There is a huge distance between a promising idea and a working public policy, with all its underlying processes and procedures. The new evaluation system elevates the level of complexity tenfold, because of the sophisticated information technology requirements, and the number of decisions that needs to be made and recorded. One cannot expect the Great Leap Forward. Didn’t we try this before? The Goals 2000, anyone? We all remember what happened- the financial collapse, the stimulus money, the mad rush to spend it. Mistakes have been made, but they must be corrected. The sense of urgency is great, but not when it can actually make things worse rather than better.

This is not really a message to RIDE – they cannot do anything about the timelines in the Race to the Top grant, on which the entire State (with the exception of higher education) has happily signed. The feds screwed up (which never happened before, right?) We should try to persuade our Congressional delegation to work with the Federal Department of Education to allow for more flexibility.
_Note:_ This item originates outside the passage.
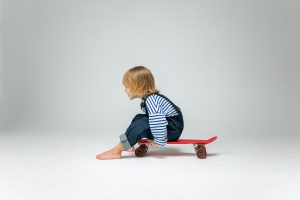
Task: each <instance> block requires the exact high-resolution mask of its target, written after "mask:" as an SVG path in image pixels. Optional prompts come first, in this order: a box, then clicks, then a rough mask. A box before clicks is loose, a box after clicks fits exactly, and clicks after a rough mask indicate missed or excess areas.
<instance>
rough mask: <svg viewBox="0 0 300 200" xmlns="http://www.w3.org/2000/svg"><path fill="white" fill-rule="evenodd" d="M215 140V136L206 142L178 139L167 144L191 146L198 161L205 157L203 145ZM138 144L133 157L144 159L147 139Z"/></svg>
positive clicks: (204, 152)
mask: <svg viewBox="0 0 300 200" xmlns="http://www.w3.org/2000/svg"><path fill="white" fill-rule="evenodd" d="M217 138H218V137H217V136H215V137H212V138H210V139H208V140H196V139H180V140H177V141H168V142H167V144H193V146H194V149H195V151H196V154H197V157H198V158H200V159H205V158H206V155H207V153H206V148H205V145H206V144H209V143H212V142H213V141H215V140H216V139H217ZM138 144H139V145H140V146H139V147H138V148H136V149H135V155H136V156H137V157H144V156H145V155H146V154H147V151H148V149H149V146H148V145H149V141H148V139H141V140H140V141H138Z"/></svg>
I worry that every new failed reform undermines our collective ability to hope, to learn, and to trust each other. And we do need all of those three things to move education forward. Hope, learning, trust is what we need the most. It is easy to get cynical, and just wait for all this to pass, for stuff to hit the fan, etc., etc. That is not much of an option, really. Educators in this State have already invested an ocean of energy into the reform. Let’s just do it right this time.